Research Of Strongly Correlated Quantum Networks

Complex networks are an emerging discipline to study the complex systems in recent years and has received widespread attention of domestic and foreign scholars, and become a research hotspot. Complex network can be seen everywhere, we live in a world that is filled with the networks, such as the Internet, wireless communication networks, power networks, social networks, financial and commercial networks, etc. Studying the networks can change our lives. The past 20 years, Physics has been studying complex networks, the first method is using statistical elastic wave and quantum elastic wave, which satisfy some equation, research the features of the electronic wave function of complex netwoks, and the method is widely used in quantum Chaos, Anderson localization and other research areas, which reveal a new chapter of the quantum network. The work of this thesis is based on complex network theory and methods to study a type of strongly correlated quantum network. Through the establishment of Anderson s-d mixing model and using Green's function method to perform analytic calculations to the model, and thus get the energy spectrum for the strongly correlated quantum network; from this we study the dynamical property of the network, and find the degree distribution of the network is related to the spectrum of the energy, which reveals how they are mutual interacted and influenced. This allows us to get a formalism of the topological parameters with dynamical properties for the network. At the same time, we also made use of non-equilibrium statistical ensemble method to explore the strongly correlated quantum network.
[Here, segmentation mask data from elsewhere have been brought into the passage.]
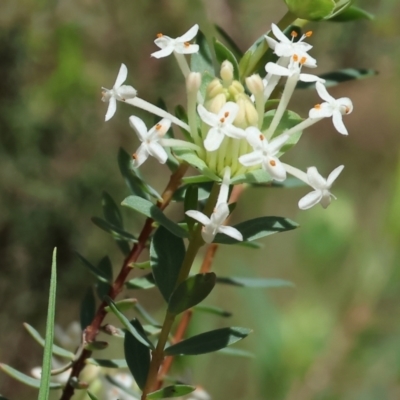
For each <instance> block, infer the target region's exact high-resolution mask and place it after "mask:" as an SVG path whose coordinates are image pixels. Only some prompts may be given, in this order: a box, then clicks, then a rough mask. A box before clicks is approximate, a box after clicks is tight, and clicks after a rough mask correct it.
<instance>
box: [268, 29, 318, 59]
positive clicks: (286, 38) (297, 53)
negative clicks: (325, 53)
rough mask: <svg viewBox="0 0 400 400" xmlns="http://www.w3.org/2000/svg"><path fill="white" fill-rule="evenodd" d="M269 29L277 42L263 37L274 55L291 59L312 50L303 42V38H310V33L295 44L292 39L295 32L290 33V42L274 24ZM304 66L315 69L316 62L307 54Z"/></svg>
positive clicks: (274, 40) (295, 35) (305, 43)
mask: <svg viewBox="0 0 400 400" xmlns="http://www.w3.org/2000/svg"><path fill="white" fill-rule="evenodd" d="M271 29H272V32H273V34H274V35H275V37H276V38H277V39H278V40H279V42H277V41H276V40H275V39H273V38H271V37H269V36H265V39H266V40H267V42H268V46H269V47H270V48H271V49H273V50H274V53H275V54H276V55H277V56H279V57H292V56H293V55H295V54H299V55H301V56H305V55H306V53H307V52H308V51H309V50H311V48H312V46H311V45H310V44H308V43H305V42H303V40H304V39H305V38H307V37H310V36H311V34H312V32H311V31H310V32H307V33H305V34H304V35H303V36H302V37H301V38H300V39H299V40H298V41H297V42H295V41H294V39H295V38H296V36H297V32H296V31H293V32H292V33H291V36H292V40H290V39H289V38H288V37H287V36H286V35H285V34H284V33H283V32H282V31H281V30H280V29H279V28H278V27H277V26H276V25H275V24H272V25H271ZM305 65H306V66H307V67H315V66H316V60H315V59H314V58H312V57H310V56H309V55H308V54H307V64H305Z"/></svg>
This method is also establishing a Hubbard model which is similar to the Anderson s-d mixing model, and the use of sub-dynamic projection operator techniques, as well as still adopt the Green's function method to analyze the entropy of the strongly correlated quantum network based on this model, revealing the the relationship between the complex entropy of the system and the local magnetic moment on the network nodes and explaining the dynamical characteristics of the strongly correlated quantum network. Both methods can help us well to understanding the quantum networks, which give us some reference value to buid some quantum devices.